Gegen 9:45 Uhr erreichen wir die Saddle Hut wieder. Nach einer kurzen Erfrischung gehen wir in die Zimmer und legen uns auf die Betten. Keine fünf Minuten später schlafe ich auch schon. Bis 11 Uhr ist eine kleine Erholungsphase geplant. Was soll ich sagen, gegen 10:50 wache ich wieder auf. So gibt es jetzt die erste richtige Mahlzeit des Tages. Nach dem Packen soll es auch wieder los gehen. Wir wollen weitere 1000m absteigen. Genau genommen fängt es pünktlich dazu ein bisschen an zu nieseln. Ich entscheide mich nur für die Regenjacke und der normalen Trekking-Hose. Wird schon nicht so schlimm werden. Wurde es dann aber leider doch, und nach 15 Minuten fing es auch noch an zu hageln. Hagel in Tansania – unglaublich. Den Abstieg nehmen wir jedenfalls mit zügigen Schritten in Angriff und auch Pausen schenken wir uns wegen dem Wetter. Erst kurz vor dem Erreichen der Miriakamba Hut hört es auf zu regnen. Je nach Einsatz von Regenjacke, Regenhose oder Poncho gibt es ein paar nasse Klamotten, die Schuhe hat es natürlich alle erwischt, aber es ist zumindest nicht kalt. Den einzigen wirklichen Schaden bei mir hat mein Toilettenpapier im Rucksack davon getragen. Es ist jetzt eigentlich nur noch ein feuchter Klumpen.

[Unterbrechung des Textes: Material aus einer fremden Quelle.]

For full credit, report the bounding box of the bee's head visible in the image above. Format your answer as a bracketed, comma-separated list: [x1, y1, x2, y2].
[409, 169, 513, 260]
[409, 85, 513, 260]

Bei mir selbst stelle ich immer noch leichte Kopfschmerzen fest. An der Höhe kann es nicht mehr liegen, ich vermute eher, dass ich zu wenig getrunken habe. Mit meinem Camelbak, den ich wegen der möglichen Temperaturen am Gipfel unter der Fleecejacke habe, sonst aber immer am Rucksack befestige, kann ich schlicht schlecht abschätzen, wie viel ich schon getrunken habe. Er hat auf jeden Fall den Vorteil immer mal unterwegs auch ein paar Schlucke zu trinken, ohne eine Flasche aus der Seitentasche des Rucksacks raus zu fummeln, oder den Rucksack ganz absetzen zu müssen. Nur man sieht eben auch nicht wie viel raus bzw. noch drin ist. Und ich möchte eben auch nicht riskieren, irgendwann ohne Wasser da zu stehen. Da ist sicherlich noch mal eine Optimierung für die ersten Tage am Kilimanjaro nötig. Wie auch immer, wir haben die Hütte gegen 14.30 Uhr erreicht und haben den restlichen Nachmittag frei. Die Füße sind an den Zehen und an den Hacken angegriffen. Dort haben sich ein paar kleine Krümel vom Lavasand in die Schuhe vorgearbeitet. So gibt es ein paar kleinere „Kerben“ in der Hornhaut, aber die Füße sind weiter blasenfrei, und das ist für die kommenden Aufgaben am Kilimanjaro das Wichtigste.